In step S4, the running light control unit 6 weights the probability based on the horizontal position of the appearance area 33 in front of the vehicle, according to the relationship shown in the graph in FIG. 10.

In step S3, the running light control unit 6 determines a light distribution pattern for the running lights 7 to dim the brightness of the running lights 7 in the appearance area based on the probability after the weighting has been applied and the appearance area. The running light control unit 6 then controls the light distribution of the running lights 7 based on the determined light distribution pattern.
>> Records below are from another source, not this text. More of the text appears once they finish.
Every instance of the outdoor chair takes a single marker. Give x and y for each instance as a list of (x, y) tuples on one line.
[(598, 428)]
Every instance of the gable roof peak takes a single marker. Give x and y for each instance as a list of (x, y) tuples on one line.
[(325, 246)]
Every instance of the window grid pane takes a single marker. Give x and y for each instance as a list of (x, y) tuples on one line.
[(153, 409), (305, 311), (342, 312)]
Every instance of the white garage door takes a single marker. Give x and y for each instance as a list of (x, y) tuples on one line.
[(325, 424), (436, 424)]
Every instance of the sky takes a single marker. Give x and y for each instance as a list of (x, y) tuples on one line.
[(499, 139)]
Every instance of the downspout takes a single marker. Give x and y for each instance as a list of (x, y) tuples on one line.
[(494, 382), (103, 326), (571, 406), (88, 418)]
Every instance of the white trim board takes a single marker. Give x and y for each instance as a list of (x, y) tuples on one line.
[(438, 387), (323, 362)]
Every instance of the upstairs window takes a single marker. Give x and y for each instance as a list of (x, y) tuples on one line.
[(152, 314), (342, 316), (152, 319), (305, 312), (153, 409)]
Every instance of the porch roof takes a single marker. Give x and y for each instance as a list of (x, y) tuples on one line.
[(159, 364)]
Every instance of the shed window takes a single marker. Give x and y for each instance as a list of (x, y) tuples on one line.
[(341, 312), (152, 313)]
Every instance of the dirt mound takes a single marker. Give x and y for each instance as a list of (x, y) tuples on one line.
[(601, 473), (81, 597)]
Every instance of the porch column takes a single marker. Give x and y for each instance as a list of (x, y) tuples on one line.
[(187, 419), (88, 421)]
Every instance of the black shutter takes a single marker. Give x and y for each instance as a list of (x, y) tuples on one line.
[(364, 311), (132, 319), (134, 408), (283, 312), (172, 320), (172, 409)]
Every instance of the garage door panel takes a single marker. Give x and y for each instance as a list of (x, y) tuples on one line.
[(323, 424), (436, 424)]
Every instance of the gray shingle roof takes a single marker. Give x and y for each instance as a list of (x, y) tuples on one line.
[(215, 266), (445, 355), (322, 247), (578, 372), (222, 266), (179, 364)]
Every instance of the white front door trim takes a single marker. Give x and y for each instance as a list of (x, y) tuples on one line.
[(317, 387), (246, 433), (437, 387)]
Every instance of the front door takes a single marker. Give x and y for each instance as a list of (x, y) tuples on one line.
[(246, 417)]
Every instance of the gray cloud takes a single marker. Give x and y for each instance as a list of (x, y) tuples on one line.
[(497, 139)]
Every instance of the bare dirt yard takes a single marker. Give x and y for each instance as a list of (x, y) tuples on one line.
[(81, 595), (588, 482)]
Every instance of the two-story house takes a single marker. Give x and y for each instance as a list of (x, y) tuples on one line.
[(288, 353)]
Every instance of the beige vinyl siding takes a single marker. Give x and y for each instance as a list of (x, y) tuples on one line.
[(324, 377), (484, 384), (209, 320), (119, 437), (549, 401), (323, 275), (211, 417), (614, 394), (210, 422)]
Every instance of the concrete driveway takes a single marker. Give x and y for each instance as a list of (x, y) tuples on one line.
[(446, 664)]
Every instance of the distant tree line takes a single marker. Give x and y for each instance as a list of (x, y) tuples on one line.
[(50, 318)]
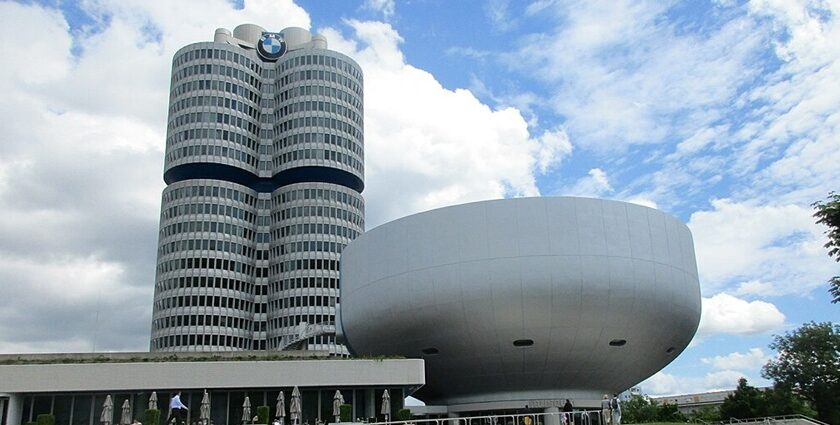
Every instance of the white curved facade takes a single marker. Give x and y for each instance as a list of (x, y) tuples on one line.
[(524, 299)]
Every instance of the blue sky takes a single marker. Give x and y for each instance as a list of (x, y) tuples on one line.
[(722, 113)]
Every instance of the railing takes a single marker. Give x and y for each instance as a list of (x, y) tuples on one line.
[(577, 417), (772, 420), (306, 332)]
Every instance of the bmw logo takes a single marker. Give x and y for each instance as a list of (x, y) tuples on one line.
[(271, 46)]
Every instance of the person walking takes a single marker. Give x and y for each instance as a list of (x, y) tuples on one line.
[(568, 416), (606, 413), (177, 409), (615, 407)]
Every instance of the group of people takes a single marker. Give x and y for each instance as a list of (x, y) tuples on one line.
[(611, 410)]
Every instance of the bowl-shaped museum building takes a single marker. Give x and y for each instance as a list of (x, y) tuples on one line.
[(528, 300)]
Summary of the second embodiment
Generally, the direction of the center of the illumination range of the running lights 7 as seen by the driver is often the direction of travel of the vehicle, so the brightness has a large impact on the driver's driving safety. On the other hand, the direction of the edge of the illumination range of the running lights 7 as seen by the driver is often shifted from the direction of travel of the vehicle, so the brightness has a small impact on the driver's driving safety. For this reason, the driver usually pays less attention to the edge of the illumination range of the running lights 7 than to the center.

In contrast, with the light distribution control device 100 according to the second embodiment, the weighting of the probability at the ends of the illumination range of the running lights 7 is greater than the weighting of the probability at the center of the illumination range of the running lights 7. With this configuration, the appearance area 33 is more likely to be generated at the ends of the illumination range of the running lights 7 than at the center, so that glare suppression for traffic participants can be improved while maintaining the driving safety of the driver.

<Third embodiment>
15 is a block diagram showing the configuration of a light distribution control device 100 according to the third embodiment. In the following, among the components according to the third embodiment, the same or similar reference symbols are used for the components that are the same as or similar to the components described above, and different components are mainly described. In the third embodiment, the surrounding information acquisition unit 2 acquires at least an image in front of the vehicle as surrounding information.

The configuration in FIG. 15 is an example of a case where the area related to the line of sight of the vehicle driver is actually measured, and is similar to the configuration in FIG. 9 with the addition of a line of sight information collection unit 11, line of sight information acquisition unit 12, and gaze area identification unit 9. The gaze area identification unit 9 is included in the concept of a determination unit, like the probability area identification unit 3 and the like.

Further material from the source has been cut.